The cost difference was manageable until lithium prices plunged after Beijing cut EV subsidies this year.
“The higher costs are concerning, especially if lithium prices remain on a downtrend,” said Yang, the Guosen analyst.
He sees lithium prices falling to 100,000 yuan as soon as next year from 320,000 yuan currently because of a looming global surplus.
Further dimming the outlook for lepidolite, environmental damage is a growing concern.
Along the road to the Baishi mine, red banners implore: “Unite to crack down on natural resources chaos”.
Lepidolite extraction and smelting produces toxic by-products like thallium and tantalum that cause severe water pollution, said Wu Wei, an assistant professor at Xiamen University.
Yichun authorities have already found toxic substances in the Jin River, according to media reports.
Eric Norris, president of Energy Storage at the world’s top lithium miner Albemarle Corp, said miners in the US would never be allowed to do the kind of processing seen in China for lepidolite.
“It comes at a huge environmental cost,” Norris told Reuters in an interview.
In December, Yongxing Special Materials Technology said production at a subsidiary’s plant in Yichun was suspended for 10 days while authorities investigated abnormal water quality found in the Jin River.
Around the same time, Chinese media outlet The Paper said Yongxing’s plant was among four Yichun factories that suspended output after high levels of thallium were found in water samples from the river, a main source of water supply in the area.
Reuters has not independently confirmed the pollution incidents. Yongxing did not respond to emailed questions. Yichun government’s news department did not answer several calls. Jiangxi provincial government’s news department did not respond to a request for comment.
By 2025, if Yichun reached its target of 500,000 metric tons a year of lithium carbonate output, it would produce about 10 million tons of tailings, said Lv Jun, director of Yichun’s lithium battery new energy industry development centre.
That would be more than ten times the current tailings handling capacity in Yichun, said Ma Jun, director at the Institute of Public & Environmental Affairs (IPE), a non-profit organisation in Beijing, citing public information.
“Previously, local environmental supervision was not strict.

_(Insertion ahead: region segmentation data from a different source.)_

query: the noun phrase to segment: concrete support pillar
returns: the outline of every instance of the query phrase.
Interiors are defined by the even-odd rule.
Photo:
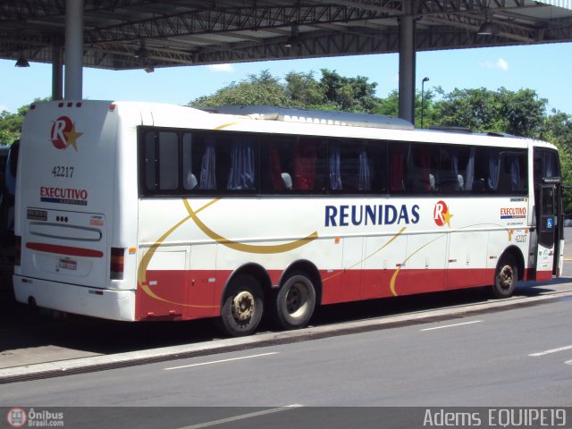
[[[82,98],[83,0],[65,2],[65,82],[68,100]]]
[[[52,40],[52,99],[63,98],[63,51],[59,38]]]
[[[400,118],[415,123],[415,18],[400,21]]]

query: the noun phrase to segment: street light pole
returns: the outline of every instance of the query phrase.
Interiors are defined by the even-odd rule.
[[[423,128],[423,114],[425,110],[425,82],[429,80],[426,76],[421,80],[421,128]]]

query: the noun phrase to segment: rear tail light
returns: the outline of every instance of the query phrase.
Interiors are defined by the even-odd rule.
[[[21,263],[21,237],[14,237],[14,265],[20,266]]]
[[[123,280],[125,270],[125,249],[111,248],[110,277],[112,280]]]

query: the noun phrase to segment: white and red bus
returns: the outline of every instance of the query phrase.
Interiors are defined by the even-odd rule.
[[[126,321],[263,313],[546,281],[560,167],[542,141],[368,114],[54,101],[27,114],[19,301]]]

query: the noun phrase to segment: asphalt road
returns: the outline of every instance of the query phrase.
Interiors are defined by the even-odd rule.
[[[570,268],[567,263],[557,282],[520,285],[515,304],[502,308],[481,290],[332,306],[309,329],[330,328],[328,335],[284,342],[278,332],[273,342],[255,341],[228,352],[0,384],[0,414],[15,406],[29,413],[60,409],[65,427],[424,427],[429,407],[437,413],[468,407],[481,417],[472,427],[486,427],[491,407],[568,407],[569,427]],[[561,296],[535,300],[553,292]],[[451,315],[423,315],[443,307],[452,308]],[[344,330],[393,315],[404,322]],[[8,317],[2,325],[0,361],[49,347],[55,347],[54,357],[62,350],[101,356],[220,341],[206,322],[145,325],[26,315],[21,324]],[[407,322],[409,316],[421,318]],[[355,408],[364,406],[371,408]]]
[[[123,425],[129,419],[122,427],[219,422],[214,426],[234,428],[316,427],[307,425],[333,416],[349,425],[344,427],[380,427],[374,411],[342,413],[339,407],[419,407],[378,410],[397,413],[395,425],[383,427],[406,427],[428,407],[572,407],[571,304],[565,297],[435,323],[2,384],[0,406],[181,407],[156,417],[102,408],[93,421],[89,408],[65,409],[79,413],[80,427],[117,417]],[[70,416],[66,427],[80,427],[73,421]],[[112,423],[106,427],[119,427]]]

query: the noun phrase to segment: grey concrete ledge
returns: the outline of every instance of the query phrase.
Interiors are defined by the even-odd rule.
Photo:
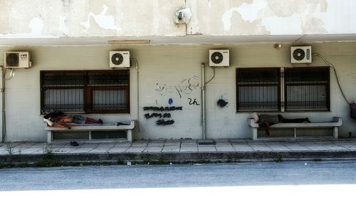
[[[0,163],[34,162],[45,154],[1,155]],[[281,160],[311,160],[326,159],[355,159],[356,151],[299,151],[299,152],[187,152],[187,153],[97,153],[53,154],[51,159],[60,162],[117,162],[163,160],[187,162],[248,162]]]

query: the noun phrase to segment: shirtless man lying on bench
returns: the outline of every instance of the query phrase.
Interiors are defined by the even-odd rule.
[[[287,119],[281,115],[257,115],[256,112],[252,113],[251,118],[253,119],[255,123],[258,123],[261,127],[266,127],[266,135],[269,135],[269,127],[276,123],[303,123],[310,122],[308,117]]]

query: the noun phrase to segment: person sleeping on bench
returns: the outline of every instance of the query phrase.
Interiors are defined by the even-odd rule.
[[[281,115],[257,115],[256,112],[252,113],[251,118],[253,119],[255,123],[258,123],[260,127],[266,127],[266,135],[270,135],[269,127],[276,123],[303,123],[310,122],[308,117],[288,119],[283,117]]]
[[[70,125],[73,125],[73,124],[103,124],[103,120],[101,119],[97,120],[80,115],[70,116],[65,115],[62,112],[51,112],[43,116],[43,121],[46,122],[50,127],[52,127],[53,125],[58,125],[70,128]]]

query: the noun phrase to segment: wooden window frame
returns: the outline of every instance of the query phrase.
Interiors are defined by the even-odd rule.
[[[325,77],[326,80],[322,81],[321,83],[288,83],[287,81],[287,78],[286,76],[288,75],[288,70],[325,70],[324,73],[327,73],[327,76]],[[308,73],[308,72],[306,72]],[[330,67],[300,67],[300,68],[286,68],[285,69],[285,80],[284,80],[284,98],[285,98],[285,109],[286,112],[293,112],[293,111],[313,111],[313,112],[317,112],[317,111],[330,111]],[[300,81],[303,82],[303,81]],[[325,83],[323,83],[325,82]],[[326,89],[326,97],[325,97],[325,108],[288,108],[288,85],[297,85],[297,86],[303,86],[303,85],[325,85],[325,89]]]
[[[278,86],[278,91],[277,91],[277,109],[273,109],[273,110],[268,110],[268,109],[240,109],[239,107],[239,90],[240,90],[240,86],[239,85],[239,80],[238,78],[239,73],[241,71],[244,72],[249,72],[249,73],[254,73],[256,70],[258,71],[276,71],[278,73],[278,80],[277,80],[277,83],[251,83],[251,84],[244,84],[244,86],[271,86],[271,85],[274,85],[274,86]],[[258,112],[278,112],[281,111],[281,73],[280,73],[280,68],[236,68],[236,112],[251,112],[251,111],[258,111]],[[273,81],[275,82],[275,81]],[[271,81],[272,83],[272,81]]]
[[[112,73],[115,72],[117,75],[122,75],[127,78],[127,83],[122,84],[122,85],[110,85],[110,84],[102,84],[101,85],[90,85],[90,73]],[[119,73],[120,72],[120,73]],[[84,75],[84,83],[83,85],[75,86],[56,86],[56,85],[43,85],[44,75],[46,73],[81,73]],[[127,74],[125,74],[127,73]],[[97,113],[97,114],[130,114],[130,70],[41,70],[41,112],[43,112],[45,107],[45,92],[46,90],[66,90],[66,89],[83,89],[83,112],[70,111],[70,113]],[[99,110],[93,108],[93,92],[95,90],[124,90],[125,92],[125,109],[112,109],[112,110]],[[57,110],[61,111],[61,110]]]
[[[318,85],[325,85],[326,86],[326,107],[325,108],[311,108],[311,109],[307,109],[307,108],[300,108],[300,109],[290,109],[288,110],[288,91],[287,91],[287,85],[288,83],[287,83],[286,78],[285,78],[285,74],[286,74],[286,70],[288,70],[290,68],[285,68],[284,71],[281,70],[281,73],[279,75],[279,81],[278,81],[278,110],[268,110],[268,109],[240,109],[239,107],[239,78],[238,78],[238,73],[239,71],[250,71],[251,73],[253,73],[253,71],[256,70],[281,70],[282,68],[236,68],[236,112],[320,112],[320,111],[330,111],[330,68],[328,66],[320,66],[320,67],[300,67],[300,68],[294,68],[293,69],[297,69],[297,70],[315,70],[315,69],[322,69],[323,70],[328,70],[328,77],[326,83],[315,83]],[[282,85],[283,84],[283,85]],[[258,84],[258,83],[253,83],[253,84],[245,84],[244,85],[246,86],[263,86],[265,85],[263,84]],[[308,83],[299,83],[298,85],[311,85]],[[282,88],[283,87],[283,88]],[[281,90],[283,88],[283,98],[284,98],[284,102],[282,102],[282,93]]]

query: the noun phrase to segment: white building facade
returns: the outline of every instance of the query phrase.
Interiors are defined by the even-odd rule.
[[[6,52],[32,61],[2,68],[1,141],[46,141],[55,110],[137,120],[135,139],[250,138],[253,112],[340,117],[339,135],[355,136],[356,2],[283,1],[0,1],[0,65]],[[292,63],[291,46],[311,62]],[[229,66],[209,66],[209,50],[229,50]],[[110,68],[121,51],[131,67]]]

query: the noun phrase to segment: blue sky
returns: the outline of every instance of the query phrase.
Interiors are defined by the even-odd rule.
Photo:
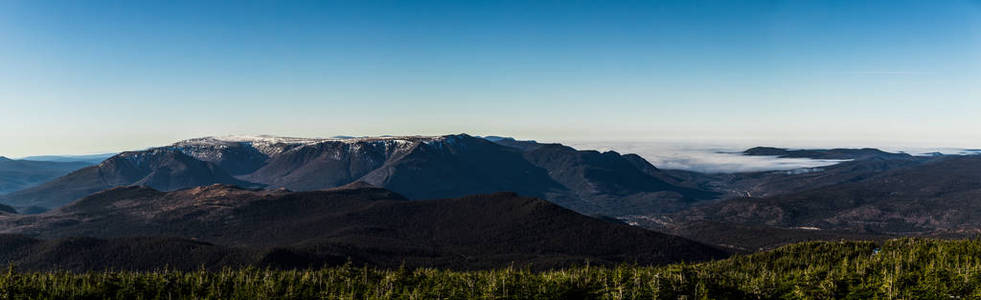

As it gets stricter now, lithium resources in Yichun will lose their competitiveness with the higher costs for environmental protection,” Ma said.
For now, many companies are forging ahead, while seeking better control over costs, said Vicky Zhao, senior analyst at Fastmarkets.
But questions linger over Yichun’s ambitions.
UBS analysts see China’s supply of lithium from lepidolite tripling to 280,000 metric tons, or 13% of global supply, between 2022 and 2025, well short of Yichun’s target.
“Unless lepidolite producers find a way to solve the environment and costs issues via technology innovation and industry upgrade, it will remain a second choice to spodumene,” said Li Qi, an analyst at British consultancy Benchmark Mineral Intelligence.